●物価高の独自支援継続
●一般会計209億9036万円
富山県は4日、一般会計209億9036万円の今年度9月補正予算案を発表した。6、7月に発生した豪雨災害の復旧対応経費には131億9257万円を計上。補正予算の復旧費としては最大規模とみられる。国のエネルギー・物価高騰対策が9月末で終了することを受け、価格転嫁が困難な業種に対する県の独自支援を継続し、県民の生活や事業者の経営を下支えする。
国庫補助の対象となる河川や砂防、橋、林道、農地といった災害復旧工事には、1975(昭和50)年以降最大規模となる119億2800万円を充てた。県単独となる災害復旧では、国の補助を受けられない小規模な農業用施設の被害に対応できるよう、複数の被災箇所を同一箇所として捉えるなど対象要件を緩和する。
大雨で被災した県立学校や県民公園施設、社会福祉施設、上市カヌー競技場、国指定史跡小杉丸山遺跡などの災害復旧工事にも取り組む。土砂崩れに巻き込まれて亡くなった南砺市議の赤池伸彦さん(65)の遺族には弔慰金500万円を支給する。
原油・物価高騰対策については今年度5月補正予算で、国の地方創生臨時交付金を活用して9月までの上半期を対象に予算措置している。
依然として物価の高止まりが続いていることを受け、国の交付金が終了した後の高齢者施設や障害者施設、医療機関、畜産農家、林業事業者、私立学校などへの激変緩和措置として、10~12月の支援を継続する。全て県の一般財源から捻出し、28億8549万円を盛り込んだ。

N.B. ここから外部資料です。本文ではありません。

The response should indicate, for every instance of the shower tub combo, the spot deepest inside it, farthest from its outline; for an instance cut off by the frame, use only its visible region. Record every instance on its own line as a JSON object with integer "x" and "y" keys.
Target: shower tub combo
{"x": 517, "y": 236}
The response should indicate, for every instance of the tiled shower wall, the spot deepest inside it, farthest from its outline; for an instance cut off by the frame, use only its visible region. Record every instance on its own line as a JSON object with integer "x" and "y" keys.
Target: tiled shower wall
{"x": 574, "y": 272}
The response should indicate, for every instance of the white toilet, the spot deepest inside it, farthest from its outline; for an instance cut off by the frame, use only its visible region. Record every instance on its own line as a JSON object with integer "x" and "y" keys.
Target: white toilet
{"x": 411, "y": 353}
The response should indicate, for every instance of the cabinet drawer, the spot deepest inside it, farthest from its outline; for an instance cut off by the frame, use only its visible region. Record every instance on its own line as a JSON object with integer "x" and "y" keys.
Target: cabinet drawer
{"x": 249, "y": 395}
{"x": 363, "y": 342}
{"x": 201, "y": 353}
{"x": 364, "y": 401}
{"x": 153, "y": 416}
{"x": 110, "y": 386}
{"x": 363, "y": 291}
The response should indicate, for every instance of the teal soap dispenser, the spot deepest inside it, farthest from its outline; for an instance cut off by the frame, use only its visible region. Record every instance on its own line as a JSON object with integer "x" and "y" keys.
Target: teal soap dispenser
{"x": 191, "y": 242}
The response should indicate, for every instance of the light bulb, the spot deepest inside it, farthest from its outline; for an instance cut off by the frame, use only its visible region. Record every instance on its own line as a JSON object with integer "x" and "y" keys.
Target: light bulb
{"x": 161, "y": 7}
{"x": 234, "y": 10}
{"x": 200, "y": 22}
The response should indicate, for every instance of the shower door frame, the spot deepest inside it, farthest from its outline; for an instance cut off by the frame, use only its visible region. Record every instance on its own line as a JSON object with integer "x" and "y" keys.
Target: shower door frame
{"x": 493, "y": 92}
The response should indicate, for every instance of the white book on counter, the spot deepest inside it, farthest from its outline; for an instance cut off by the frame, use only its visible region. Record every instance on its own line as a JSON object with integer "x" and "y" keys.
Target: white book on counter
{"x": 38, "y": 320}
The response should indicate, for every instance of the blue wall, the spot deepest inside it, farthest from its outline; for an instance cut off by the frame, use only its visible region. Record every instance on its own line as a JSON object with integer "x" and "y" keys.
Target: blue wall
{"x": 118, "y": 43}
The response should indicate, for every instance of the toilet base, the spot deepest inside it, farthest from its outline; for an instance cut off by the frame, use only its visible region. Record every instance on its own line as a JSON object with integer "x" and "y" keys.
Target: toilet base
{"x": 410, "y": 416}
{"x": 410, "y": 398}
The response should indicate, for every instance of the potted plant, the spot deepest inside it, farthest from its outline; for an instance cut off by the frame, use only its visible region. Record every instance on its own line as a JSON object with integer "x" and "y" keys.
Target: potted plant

県融資制度「ビヨンドコロナ応援資金」は、新規融資枠を500億円から600億円に拡充するとともに、保証料に対する補助金を増額し、厳しい経営状況にある中小企業の資金繰りをサポートする。
9月補正予算案は、8日開会の県議会9月定例会で提出される。今年度の一般会計は累計で6599億500万円となる見通し。新田八朗知事は会見で災害復旧について「被災者の皆さまが前向きな気持ちになれるように努める」と述べた。